In the current study, the mice carried the oncogene Nras as well as rearranged forms of the MLL gene – mutations often found in patients whose leukemias are resistant to standard chemotherapy, and hence, associated with a poor prognosis. In the experimental model employed by the team, the shRNAs were induced, or switched on, in the leukemic mice by supplementing their drinking water with the drug doxycycline.


"Inducing an shRNA that shuts down a gene required for the survival of leukemic cells can lead to complete disease remission," explains Johannes Zuber, M.D., a former CSHL postdoctoral researcher in the Lowe laboratory who helped develop this approach and who has recently established his own group at The Research Institute of Molecular Pathology (IMP) in Vienna. "This ability to use shRNA to simulate the effect of an anti-cancer drug illustrates the power of this approach."

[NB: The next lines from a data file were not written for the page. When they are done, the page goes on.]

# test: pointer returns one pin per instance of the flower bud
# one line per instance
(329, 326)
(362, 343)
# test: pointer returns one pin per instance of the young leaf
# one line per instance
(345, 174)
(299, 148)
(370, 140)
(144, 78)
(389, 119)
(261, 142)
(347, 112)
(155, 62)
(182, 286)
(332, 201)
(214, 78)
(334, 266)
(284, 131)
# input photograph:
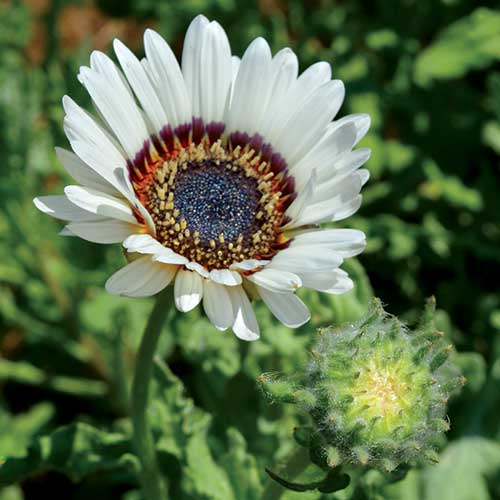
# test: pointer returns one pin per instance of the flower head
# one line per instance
(376, 392)
(215, 175)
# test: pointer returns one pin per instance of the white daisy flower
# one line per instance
(215, 175)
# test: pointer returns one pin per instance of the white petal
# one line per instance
(105, 231)
(141, 278)
(343, 165)
(307, 125)
(298, 93)
(304, 198)
(188, 290)
(145, 243)
(82, 173)
(217, 305)
(251, 89)
(346, 242)
(94, 147)
(167, 78)
(305, 258)
(335, 282)
(361, 122)
(338, 188)
(323, 156)
(343, 198)
(287, 307)
(215, 73)
(284, 70)
(192, 63)
(100, 203)
(245, 324)
(276, 280)
(141, 86)
(347, 209)
(60, 207)
(226, 277)
(364, 175)
(249, 264)
(107, 87)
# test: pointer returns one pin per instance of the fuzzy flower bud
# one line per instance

While refining this approach, Zuber, Lowe and colleagues identified a protein called Myb as another potential therapeutic target for AML, as reported in a recently published paper. The work, which shows that suppressing the activity of Myb also eradicates AML in mice, set the stage for developing the screen in the current study that identified Brd4 as a druggable target for AML.

In a single experiment in which they screened more than 1000 shRNAs targeting 243 known epigenetic regulators of chromatin, the team of scientists focused in on one target–Brd4. Suppressing Brd4 with a shRNA led to a dramatic cell cycle arrest and death of leukemic cells, a marked delay in leukemia progression, and significantly extended the survival of leukemic animals.

Shutting down Brd4, the team confirmed, derailed a cellular process considered to be the hallmark of AML–the aberrant self-renewal of leukemic stem cells and their failure to complete their differentiation, or maturation, process. "We found that suppressing Brd4 in turn depletes the level and activity of a protein called Myc, which is thought to maintain leukemic stem cells," explains Junwei Shi, a graduate student in Vakoc's laboratory who worked with Zuber to spearhead these efforts.

A novel drug candidate for AML

These discoveries prompted a collaboration between the CSHL team and James Bradner, M.D., an oncologist and chemical biologist at the Dana-Farber Cancer Institute, who, serendipitously, had previously developed JQ1, a small molecular inhibitor of Brd4. Working together, the groups at CSHL and Harvard Medical School found that JQ1, which reproduced all the anti-leukemic effects seen in the Brd4 shRNA experiments, was an ideal drug candidate.

"Our extensive evaluation of JQ1 sensitivity in primary human leukemia samples and in established cell lines has revealed that this first-generation compound is broadly active against diverse AML subtypes," says Vakoc, who hopes that the second generation drug-like derivatives of the compound that are now being developed will have greater clinical utility in patients. "We're also excited to have found a pharmacological way to suppress Myc, which plays a role in many oncogenic pathways and is deregulated in most cancers," says Lowe.

"This study highlights the untapped potential of RNAi screening as a drug discovery platform, which Chris and other CSHL researchers are adapting to identify druggable targets for other types of cancers such as prostate and pancreatic cancers as well as melanoma," says CSHL President Bruce Stillman, Ph.D. "The success of this approach also points to the strength of the cancer research program at CSHL where our efforts in uncovering information about what drives individual cancers in patients is being rapidly translated into developing novel therapeutics that can immediately benefit patients in the clinic."